Welcome Home, ‘Rent’
On February 27, ‘Rent’ comes home to the Wagner College Theatre.
Today, Jonathan Larson’s rock opera is a staple of modern musical theater — but 20 years ago, ‘Rent’ was still a work in progress consisting of a developmental script and a few self-recorded songs on a cassette made by the playwright–composer himself.
The idea for Rent, a modern adaptation of Puccini’s opera La Bohème, had been conceived in 1989, but by 1991 Larson was still waiting tables at a SoHo diner to pay the rent on a fifth-floor, cold-water Hudson Square walkup he shared with two roommates and a couple of cats.
Fortunately, for him and for us, that’s when Larson somehow heard about the Stanley Drama Award competition for aspiring playwrights, administered by the Wagner College Theatre. He sent his script along with a demo tape to Bill Bly, director of the Stanley — and waited.
“It just jumped right out,” Bly told Staten Island Advance arts editor Michael J. Fressola in 1996. “My impression at the time was that the script needed a little more work, but there was no question [as to whether it was that year's Stanley Award winner]. It was just so obvious.”
Fressola himself today recalls listening to Larson’s Rent cassette in his car in 1992 as he prepared a story about the Stanley.
“The tape was rough,” Fressola says. “Nothing about it was polished, and at first the concept sounded derivative and unwieldy — but the material proved to be terrific: smart, young, heartfelt, rousing and topical.”

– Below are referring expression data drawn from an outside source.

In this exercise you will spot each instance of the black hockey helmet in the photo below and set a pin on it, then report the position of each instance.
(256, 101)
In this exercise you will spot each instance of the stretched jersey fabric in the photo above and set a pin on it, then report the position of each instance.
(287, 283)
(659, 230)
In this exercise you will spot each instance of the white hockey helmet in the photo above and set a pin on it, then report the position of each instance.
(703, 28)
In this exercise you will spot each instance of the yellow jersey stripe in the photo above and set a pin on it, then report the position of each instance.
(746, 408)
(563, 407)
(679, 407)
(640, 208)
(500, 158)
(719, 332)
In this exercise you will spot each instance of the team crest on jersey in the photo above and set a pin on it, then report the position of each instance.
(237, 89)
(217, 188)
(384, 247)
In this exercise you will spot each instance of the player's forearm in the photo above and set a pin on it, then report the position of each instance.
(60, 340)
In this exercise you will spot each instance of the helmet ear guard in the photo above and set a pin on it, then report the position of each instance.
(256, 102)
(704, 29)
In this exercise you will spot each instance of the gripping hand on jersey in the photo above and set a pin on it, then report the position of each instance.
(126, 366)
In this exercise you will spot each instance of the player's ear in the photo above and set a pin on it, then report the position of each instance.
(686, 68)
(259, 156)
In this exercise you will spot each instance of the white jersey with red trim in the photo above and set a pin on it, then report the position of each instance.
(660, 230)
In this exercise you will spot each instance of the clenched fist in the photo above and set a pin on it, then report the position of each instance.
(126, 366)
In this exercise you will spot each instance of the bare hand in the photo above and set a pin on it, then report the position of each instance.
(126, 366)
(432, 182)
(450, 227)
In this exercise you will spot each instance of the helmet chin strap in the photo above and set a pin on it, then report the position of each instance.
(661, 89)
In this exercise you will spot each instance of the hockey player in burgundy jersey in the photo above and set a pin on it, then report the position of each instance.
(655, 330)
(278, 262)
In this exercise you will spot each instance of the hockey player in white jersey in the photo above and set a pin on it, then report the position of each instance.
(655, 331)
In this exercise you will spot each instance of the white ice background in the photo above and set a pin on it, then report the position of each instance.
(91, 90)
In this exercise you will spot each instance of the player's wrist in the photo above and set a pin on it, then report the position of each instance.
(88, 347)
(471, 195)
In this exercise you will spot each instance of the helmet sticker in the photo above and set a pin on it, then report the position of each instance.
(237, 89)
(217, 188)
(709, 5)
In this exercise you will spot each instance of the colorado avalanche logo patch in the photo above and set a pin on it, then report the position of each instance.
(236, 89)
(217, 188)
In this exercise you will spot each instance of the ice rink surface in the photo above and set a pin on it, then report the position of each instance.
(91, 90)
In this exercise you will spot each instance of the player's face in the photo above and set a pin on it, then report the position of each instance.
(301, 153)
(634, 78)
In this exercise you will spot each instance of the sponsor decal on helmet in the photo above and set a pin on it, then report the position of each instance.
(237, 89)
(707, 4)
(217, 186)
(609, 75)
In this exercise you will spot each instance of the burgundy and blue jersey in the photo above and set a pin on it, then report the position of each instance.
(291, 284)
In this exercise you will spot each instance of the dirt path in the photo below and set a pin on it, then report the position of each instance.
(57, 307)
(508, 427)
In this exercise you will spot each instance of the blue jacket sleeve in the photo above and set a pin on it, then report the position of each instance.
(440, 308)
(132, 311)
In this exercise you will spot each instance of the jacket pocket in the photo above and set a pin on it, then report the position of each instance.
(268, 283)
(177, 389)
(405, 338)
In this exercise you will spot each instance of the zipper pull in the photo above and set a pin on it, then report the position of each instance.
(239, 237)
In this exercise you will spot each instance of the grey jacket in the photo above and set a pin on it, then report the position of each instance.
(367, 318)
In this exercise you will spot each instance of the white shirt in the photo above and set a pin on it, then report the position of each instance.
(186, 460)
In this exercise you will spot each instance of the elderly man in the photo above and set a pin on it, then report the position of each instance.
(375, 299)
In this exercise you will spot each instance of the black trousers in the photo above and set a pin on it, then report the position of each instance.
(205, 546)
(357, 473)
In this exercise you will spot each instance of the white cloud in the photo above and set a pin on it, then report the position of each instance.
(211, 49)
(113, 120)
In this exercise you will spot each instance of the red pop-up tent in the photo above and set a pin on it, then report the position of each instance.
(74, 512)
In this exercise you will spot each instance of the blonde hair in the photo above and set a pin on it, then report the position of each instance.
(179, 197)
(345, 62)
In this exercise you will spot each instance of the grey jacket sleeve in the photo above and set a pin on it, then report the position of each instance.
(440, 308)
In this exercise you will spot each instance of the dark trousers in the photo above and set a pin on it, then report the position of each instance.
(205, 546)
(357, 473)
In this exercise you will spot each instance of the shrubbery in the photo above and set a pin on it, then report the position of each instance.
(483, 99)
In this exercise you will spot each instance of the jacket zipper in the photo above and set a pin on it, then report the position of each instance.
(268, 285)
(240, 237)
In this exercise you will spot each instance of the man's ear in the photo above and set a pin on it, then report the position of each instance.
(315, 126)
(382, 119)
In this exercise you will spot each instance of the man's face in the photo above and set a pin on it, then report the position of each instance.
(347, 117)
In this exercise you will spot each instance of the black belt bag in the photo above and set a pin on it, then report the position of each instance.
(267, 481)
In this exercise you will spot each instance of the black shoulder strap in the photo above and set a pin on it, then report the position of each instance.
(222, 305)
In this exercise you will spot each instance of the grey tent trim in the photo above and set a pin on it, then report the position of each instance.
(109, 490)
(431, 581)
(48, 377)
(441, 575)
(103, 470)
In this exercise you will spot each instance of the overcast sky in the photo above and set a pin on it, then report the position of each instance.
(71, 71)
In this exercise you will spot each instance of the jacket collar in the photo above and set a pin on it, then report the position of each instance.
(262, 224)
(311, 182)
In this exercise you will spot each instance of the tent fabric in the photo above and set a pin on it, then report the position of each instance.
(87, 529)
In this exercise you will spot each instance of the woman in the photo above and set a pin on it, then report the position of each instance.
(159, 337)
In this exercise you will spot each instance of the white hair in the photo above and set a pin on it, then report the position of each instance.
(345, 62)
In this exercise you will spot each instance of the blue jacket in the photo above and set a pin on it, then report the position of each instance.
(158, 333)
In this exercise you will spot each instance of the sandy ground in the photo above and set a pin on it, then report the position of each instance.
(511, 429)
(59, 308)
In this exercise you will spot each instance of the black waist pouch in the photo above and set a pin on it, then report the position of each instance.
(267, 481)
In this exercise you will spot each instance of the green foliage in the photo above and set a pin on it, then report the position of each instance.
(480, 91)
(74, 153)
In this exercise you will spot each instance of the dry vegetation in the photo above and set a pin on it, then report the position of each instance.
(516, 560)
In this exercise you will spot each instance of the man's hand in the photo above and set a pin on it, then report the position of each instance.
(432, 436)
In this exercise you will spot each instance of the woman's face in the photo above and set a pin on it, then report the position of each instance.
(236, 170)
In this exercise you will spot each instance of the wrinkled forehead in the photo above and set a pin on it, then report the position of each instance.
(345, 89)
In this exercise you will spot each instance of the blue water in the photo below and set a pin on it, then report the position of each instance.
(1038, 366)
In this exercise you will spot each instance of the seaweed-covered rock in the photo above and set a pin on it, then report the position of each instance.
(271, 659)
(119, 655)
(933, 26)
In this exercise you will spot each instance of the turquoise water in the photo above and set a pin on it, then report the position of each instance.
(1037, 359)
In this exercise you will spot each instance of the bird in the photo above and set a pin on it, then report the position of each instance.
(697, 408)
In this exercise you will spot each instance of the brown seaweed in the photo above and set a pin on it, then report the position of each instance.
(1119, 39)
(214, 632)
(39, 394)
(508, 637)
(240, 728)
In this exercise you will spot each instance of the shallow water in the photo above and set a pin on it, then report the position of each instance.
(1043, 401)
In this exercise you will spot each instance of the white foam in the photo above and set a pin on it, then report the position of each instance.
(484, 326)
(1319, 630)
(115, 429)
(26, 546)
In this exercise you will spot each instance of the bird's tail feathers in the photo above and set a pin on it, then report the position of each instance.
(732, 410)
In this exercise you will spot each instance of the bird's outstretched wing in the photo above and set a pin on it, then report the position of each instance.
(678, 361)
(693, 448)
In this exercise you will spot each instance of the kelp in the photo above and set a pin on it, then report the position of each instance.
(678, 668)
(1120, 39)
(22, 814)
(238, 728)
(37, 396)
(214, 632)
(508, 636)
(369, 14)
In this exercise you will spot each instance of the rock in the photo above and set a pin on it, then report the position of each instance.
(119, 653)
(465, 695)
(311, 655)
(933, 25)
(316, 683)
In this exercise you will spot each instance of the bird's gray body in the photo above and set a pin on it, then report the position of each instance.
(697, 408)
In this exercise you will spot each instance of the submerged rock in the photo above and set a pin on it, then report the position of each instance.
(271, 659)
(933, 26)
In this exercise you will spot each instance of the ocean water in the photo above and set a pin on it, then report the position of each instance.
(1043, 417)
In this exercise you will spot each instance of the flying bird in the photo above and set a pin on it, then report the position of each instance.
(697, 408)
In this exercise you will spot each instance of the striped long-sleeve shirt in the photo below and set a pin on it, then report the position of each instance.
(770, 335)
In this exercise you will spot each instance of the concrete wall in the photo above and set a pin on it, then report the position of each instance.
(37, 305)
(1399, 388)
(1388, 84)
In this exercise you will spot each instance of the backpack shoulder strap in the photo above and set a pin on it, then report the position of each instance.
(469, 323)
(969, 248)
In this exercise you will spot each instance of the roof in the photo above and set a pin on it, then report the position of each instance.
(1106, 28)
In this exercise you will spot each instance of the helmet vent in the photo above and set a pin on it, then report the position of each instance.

According to Fressola, when Billy Bly told Jonathan Larson he’d won the competition, “a grateful Larson told him that the $2,000 Stanley prize would allow him to avoid taking a ‘straight’ job for a while and buy him the luxury of a little time to work on Rent.”
A year after Rent won the Stanley, it was given a staged reading at the New York Theatre Workshop, followed by a three-week studio production in 1994. A lengthy editing process, in collaboration with producers, readied Larson’s masterpiece for its off-Broadway debut on January 26, 1996 — a debut the composer did not live to see. Larson died early that very morning in his walkup flat, killed by an undiagnosed heart condition. He was 35.
Rest in peace, Jonathan Larson — and welcome home to your masterpiece.
The Wagner College Theatre will present Rent, with book, music and lyrics by Jonathan Larson, on its Main Stage from February 27 through March 10, 2013. Tickets will go on sale in early January.